Quase 90% de Portugal continental está em situação de seca, sendo que 34% do território está em seca extrema. Em Abril bateram-se temperaturas máximas e os incêndios florestais já começaram a avassalar o país.
Travar o colapso climático implica cortar emissões de gases com efeito de estufa, derivados do uso de combustíveis fósseis, “como se as nossas vidas dependessem disso” porque realmente dependem. Então a pergunta é como cortar emissões e por onde começar?
Eletricidade 100% renovável até 2025 é um importante passo, no caminho para a descarbonização da nossa economia até 2030, que implica a cessação de produção de eletricidade através de gás natural (responsável por cerca de 30% da eletricidade consumida em Portugal), e sua produção só com energias renováveis. Esta produção requer um investimento massivo na capacidade eólica e solar, e outros investimentos complementares.
Não negamos o desafio tecnológico, mas havendo a alocação de recursos adequada – coordenação e gestão do setor em prol do bem comum — este pode ser ultrapassado. Não negamos o desafio político, social e institucional, mas este é o realismo exigido pela ciência – uma mobilização massiva de recursos para planear, coordenar e gerir uma transição energética justa, através de um programa governamental de Empregos para o Clima.
Há quem diga que a quela meta não é exequível até 2025. Os argumentos de que tal significaria 1) licenciar muitos gigawatts (GW) de capacidade solar e eólica; 2) com aprovação da Agência Portuguesa do Ambiente ainda este ano para serem construídos; e 3) investimento em baterias, são argumentos burocráticos para atrasar a transição energética. Significa dizer que travar a crise climática não é compatível com mecanismos de mercado livre, burocracias administrativas e lucros das grandes empresas privadas. No entanto, cabe ao Estado liderar uma transição energética em prol da sociedade.

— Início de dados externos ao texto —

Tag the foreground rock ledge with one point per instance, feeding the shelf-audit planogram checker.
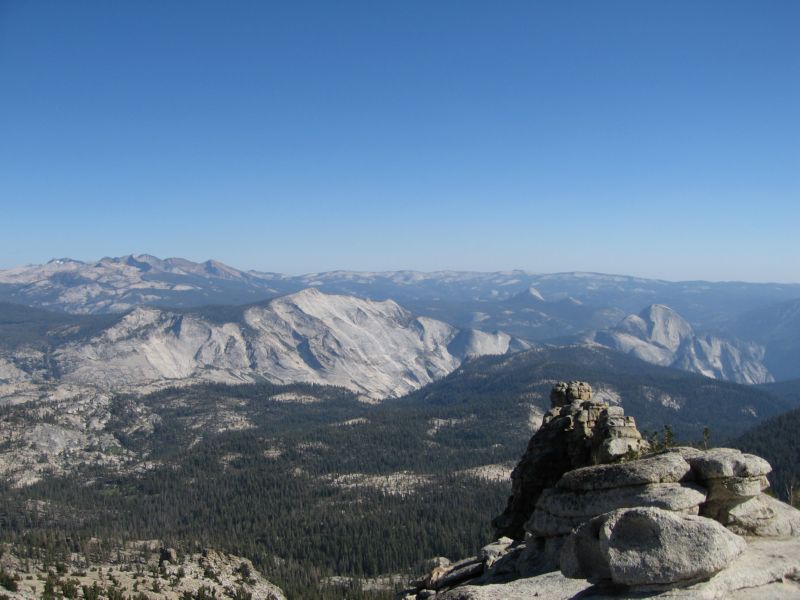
(668, 525)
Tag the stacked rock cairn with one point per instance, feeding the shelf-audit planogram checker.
(585, 502)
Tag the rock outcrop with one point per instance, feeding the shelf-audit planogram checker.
(575, 432)
(669, 524)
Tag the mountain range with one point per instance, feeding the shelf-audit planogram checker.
(740, 332)
(377, 349)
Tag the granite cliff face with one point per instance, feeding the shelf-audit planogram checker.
(660, 336)
(605, 519)
(376, 349)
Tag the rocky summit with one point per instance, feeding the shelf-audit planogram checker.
(596, 513)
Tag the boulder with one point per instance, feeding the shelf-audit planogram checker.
(585, 505)
(575, 432)
(661, 468)
(649, 547)
(764, 516)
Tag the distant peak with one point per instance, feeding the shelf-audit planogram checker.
(534, 293)
(658, 311)
(63, 261)
(528, 294)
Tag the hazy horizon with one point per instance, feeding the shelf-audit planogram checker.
(404, 269)
(658, 140)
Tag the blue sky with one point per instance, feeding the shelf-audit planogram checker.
(657, 138)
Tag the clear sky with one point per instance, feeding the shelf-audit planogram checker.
(655, 138)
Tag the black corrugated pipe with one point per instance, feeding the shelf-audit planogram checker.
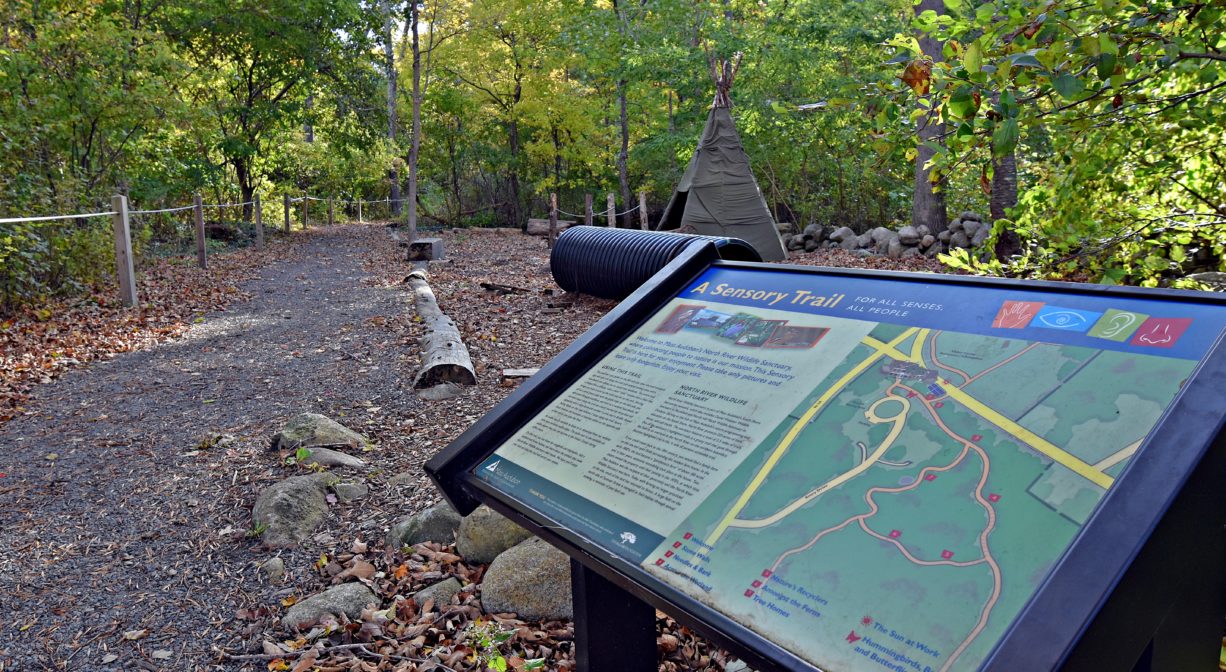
(612, 263)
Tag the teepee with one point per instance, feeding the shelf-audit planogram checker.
(717, 194)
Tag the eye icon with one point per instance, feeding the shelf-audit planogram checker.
(1063, 319)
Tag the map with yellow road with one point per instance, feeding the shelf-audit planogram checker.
(905, 510)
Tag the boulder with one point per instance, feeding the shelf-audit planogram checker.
(842, 233)
(441, 592)
(288, 511)
(347, 599)
(329, 458)
(313, 429)
(531, 580)
(484, 534)
(438, 524)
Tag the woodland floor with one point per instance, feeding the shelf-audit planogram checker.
(125, 529)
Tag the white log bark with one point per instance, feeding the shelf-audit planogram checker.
(444, 356)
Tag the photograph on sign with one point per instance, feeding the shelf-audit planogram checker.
(872, 473)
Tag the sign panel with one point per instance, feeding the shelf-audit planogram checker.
(872, 473)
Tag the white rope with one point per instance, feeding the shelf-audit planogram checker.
(53, 217)
(159, 211)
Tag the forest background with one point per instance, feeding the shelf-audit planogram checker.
(1091, 131)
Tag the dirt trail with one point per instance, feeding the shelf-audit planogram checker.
(112, 523)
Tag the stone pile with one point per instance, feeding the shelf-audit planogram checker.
(967, 231)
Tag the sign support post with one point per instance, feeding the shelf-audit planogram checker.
(614, 630)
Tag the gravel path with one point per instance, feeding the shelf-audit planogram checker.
(124, 542)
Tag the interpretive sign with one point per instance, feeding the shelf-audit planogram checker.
(868, 471)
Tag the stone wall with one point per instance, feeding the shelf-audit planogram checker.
(966, 231)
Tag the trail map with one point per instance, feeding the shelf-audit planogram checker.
(874, 476)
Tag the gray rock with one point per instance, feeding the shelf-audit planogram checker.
(274, 569)
(308, 429)
(329, 458)
(531, 580)
(439, 524)
(484, 534)
(350, 492)
(441, 592)
(288, 511)
(842, 233)
(347, 599)
(981, 236)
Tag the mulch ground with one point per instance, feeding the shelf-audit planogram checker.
(126, 523)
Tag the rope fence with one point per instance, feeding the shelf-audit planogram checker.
(178, 234)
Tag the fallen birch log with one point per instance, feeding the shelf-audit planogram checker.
(444, 356)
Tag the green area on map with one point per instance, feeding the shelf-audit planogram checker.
(910, 505)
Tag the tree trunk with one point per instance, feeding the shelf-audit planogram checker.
(416, 140)
(623, 156)
(928, 206)
(1004, 195)
(390, 74)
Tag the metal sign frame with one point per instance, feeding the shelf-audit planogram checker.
(1139, 588)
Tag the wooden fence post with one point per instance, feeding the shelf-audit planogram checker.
(201, 249)
(259, 221)
(124, 250)
(553, 218)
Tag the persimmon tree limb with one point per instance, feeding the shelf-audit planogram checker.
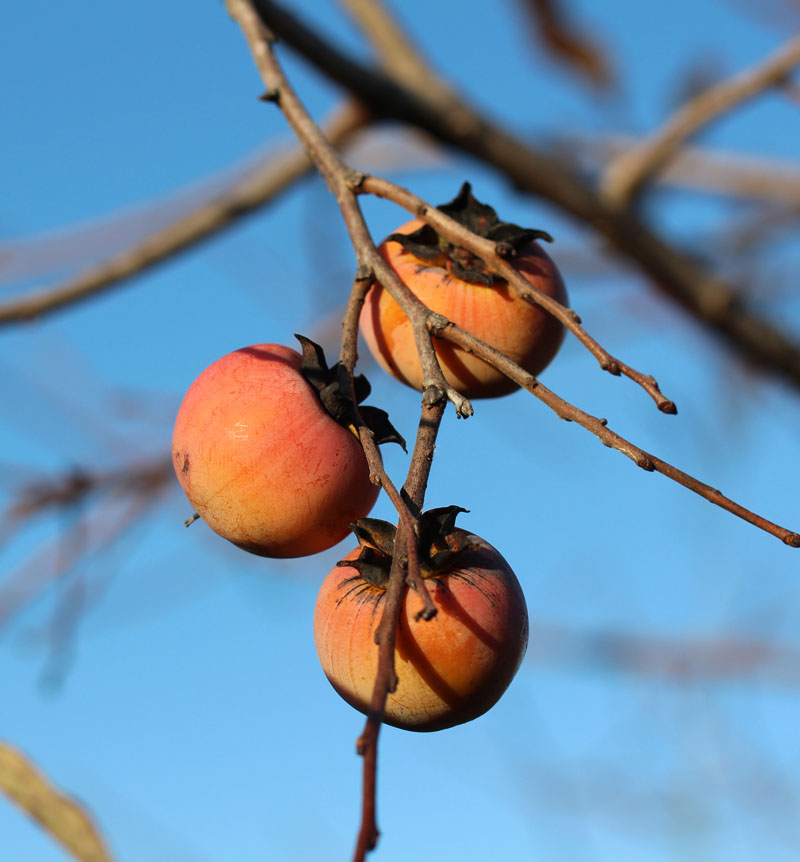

Os leilões de renováveis são, pelo contrário, pensados à medida das grandes empresas, dando prioridade às que apresentam projetos de menor custo. Ora, estes são projetos de grande escala, muitas vezes associados a elevados impactos ambientais e sociais para as populações locais, dos quais as empresas se desresponsabilizam. Para além disso, investimentos em energias renováveis só contribuem para travar a crise climática, se estiverem associados a cortes concretos no uso de combustíveis fósseis.
O sistema de preços de eletricidade também tem de ser repensado. Os mercados seguem um modelo marginal o que significa que o preço final da eletricidade é função do preço da fonte mais cara necessária para satisfazer a procura. Assim, enquanto continuar a entrar na rede elétrica eletricidade produzida através de gás natural, a um preço bastante superior ao da eletricidade renovável, toda a eletricidade, qualquer que seja o custo de produção, é remunerada ao nível do preço do gás.
Isto significa que as empresas fazem lucros extraordinários com a produção renovável, sendo do seu interesse que os combustíveis fósseis continuem a ser necessários. Pelo contrário do ponto de vista da transição e acesso universal a eletricidade, este modelo é estruturalmente incapaz. Então o que é irrealista? Eletricidade 100% renovável até 2025 ou esperar que mecanismos de mercado façam face a esta crise?
Se aquela meta não for atingida, que o governo tenha capacidade de declarar falhanço político e assumir a sua responsabilidade face aquela que é uma ameaça à existência de milhões de cidadãos. A escolha que enfrentamos é entre um planeta justo e habitável e uma economia suicida movida pelo lucro.
Artigo originalmente publicado no Expresso a 26 de Maio de 2023.